Lebih dari itu, KPK bahkan telah puluhan kali melakukan OTT atas dagang perkara ini tetapi tidak juga memberikan efek jera. Pertanyaan kemudian, apa gerangan yang terjadi dengan peradilan kita, sehingga praktik dagang perkara tak pernah berhenti?
Integritas Hakim
Samuel Johnson, sastrawan Inggris abad ke-18, dalam salah satu karyanya mengatakan, integrity without knowledge is weak and useless, and knowledge without integrity is dangerous and dreadful. Artinya, integritas tanpa pengetahuan adalah lemah dan tidak berguna, serta pengetahuan tanpa integritas itu berbahaya dan mengerikan.Inilah arti pentingnya pengetahuan dan integritas dalam kehidupan keseharian kita. Keduanya ibarat dua sisi dari satu mata uang, tidak terpisah-pisahkan satu sama lain.

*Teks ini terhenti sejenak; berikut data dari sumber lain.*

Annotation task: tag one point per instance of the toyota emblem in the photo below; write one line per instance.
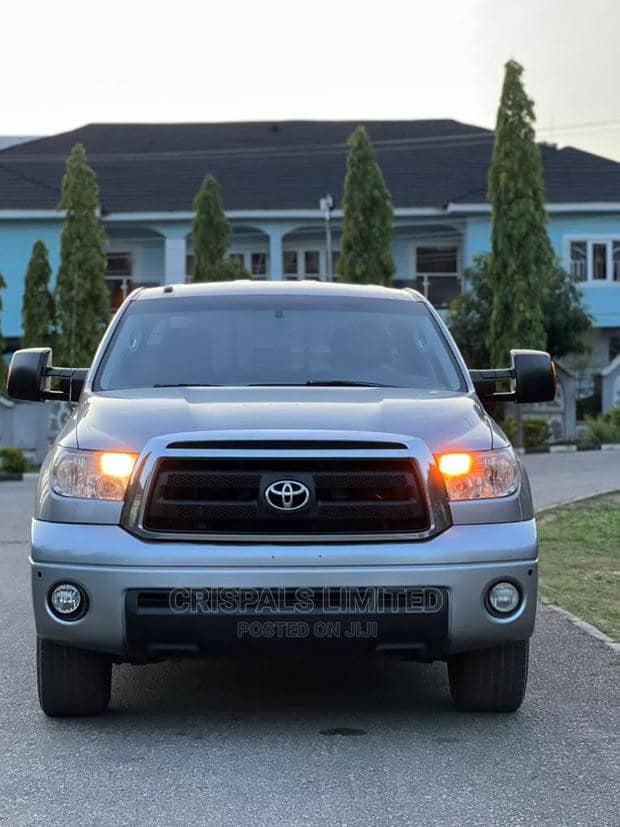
(287, 495)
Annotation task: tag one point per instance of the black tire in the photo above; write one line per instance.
(490, 680)
(72, 681)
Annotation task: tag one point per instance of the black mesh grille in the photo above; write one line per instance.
(348, 496)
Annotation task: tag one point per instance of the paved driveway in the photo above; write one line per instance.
(237, 741)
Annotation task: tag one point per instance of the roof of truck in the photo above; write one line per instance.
(282, 288)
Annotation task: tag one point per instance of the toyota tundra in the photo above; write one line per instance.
(280, 465)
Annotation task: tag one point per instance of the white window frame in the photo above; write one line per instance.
(590, 240)
(443, 244)
(301, 261)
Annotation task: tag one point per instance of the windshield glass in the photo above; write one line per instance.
(278, 340)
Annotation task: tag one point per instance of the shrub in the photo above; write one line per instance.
(12, 460)
(536, 432)
(509, 427)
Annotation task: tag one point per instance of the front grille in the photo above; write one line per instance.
(225, 496)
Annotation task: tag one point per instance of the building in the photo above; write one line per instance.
(273, 176)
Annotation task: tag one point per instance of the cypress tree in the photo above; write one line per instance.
(567, 322)
(3, 369)
(521, 258)
(211, 236)
(367, 233)
(38, 304)
(82, 298)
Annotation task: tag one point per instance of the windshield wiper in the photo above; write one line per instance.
(325, 383)
(188, 385)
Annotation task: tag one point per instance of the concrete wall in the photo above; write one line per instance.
(25, 425)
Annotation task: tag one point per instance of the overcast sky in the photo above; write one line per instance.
(66, 63)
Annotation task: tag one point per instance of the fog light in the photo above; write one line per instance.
(67, 601)
(504, 597)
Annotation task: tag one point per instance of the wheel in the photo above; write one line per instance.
(72, 681)
(490, 680)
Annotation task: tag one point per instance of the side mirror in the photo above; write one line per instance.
(532, 378)
(30, 373)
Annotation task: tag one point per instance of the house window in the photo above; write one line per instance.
(436, 260)
(118, 277)
(595, 259)
(579, 260)
(289, 262)
(258, 264)
(118, 264)
(189, 264)
(311, 263)
(437, 273)
(599, 261)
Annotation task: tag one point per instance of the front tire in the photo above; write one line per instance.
(72, 681)
(490, 680)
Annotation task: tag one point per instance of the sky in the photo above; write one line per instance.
(66, 63)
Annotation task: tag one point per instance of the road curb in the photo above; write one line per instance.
(572, 500)
(588, 628)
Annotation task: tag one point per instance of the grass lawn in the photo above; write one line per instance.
(580, 560)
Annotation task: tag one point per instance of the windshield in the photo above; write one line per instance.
(278, 340)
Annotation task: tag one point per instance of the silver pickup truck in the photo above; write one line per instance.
(281, 465)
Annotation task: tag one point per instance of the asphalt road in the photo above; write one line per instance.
(237, 741)
(558, 477)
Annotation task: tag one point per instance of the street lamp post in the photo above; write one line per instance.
(327, 204)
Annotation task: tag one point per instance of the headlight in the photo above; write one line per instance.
(480, 474)
(93, 475)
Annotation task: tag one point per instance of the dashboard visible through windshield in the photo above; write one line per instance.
(278, 340)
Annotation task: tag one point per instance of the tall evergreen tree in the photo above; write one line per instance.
(82, 298)
(38, 303)
(367, 233)
(211, 236)
(522, 258)
(567, 322)
(3, 370)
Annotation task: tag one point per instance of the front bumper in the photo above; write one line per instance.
(110, 564)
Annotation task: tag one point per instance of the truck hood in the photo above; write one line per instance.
(128, 419)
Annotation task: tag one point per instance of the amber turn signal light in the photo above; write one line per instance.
(455, 465)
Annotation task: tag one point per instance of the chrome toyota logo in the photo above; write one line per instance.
(287, 495)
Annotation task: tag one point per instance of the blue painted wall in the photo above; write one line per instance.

Praktik suap menyuap yang acapkali melibatkan aparat penegak hukum kita, terutama hakim, sesungguhnya bukan masalah ketidaktahuan atau kurangnya pemahaman terhadap peraturan hukum. Raimo Sitala dalam A Theory of Precedent (2000) menyebut hakim sebagai the juris to make law atau judge made law dalam kepustakaan Anglo Saxon. Seorang hakim dianggap sebagai ahli hukum yang dikonotasikan sebagai pembuat hukum, bukan perusak hukum.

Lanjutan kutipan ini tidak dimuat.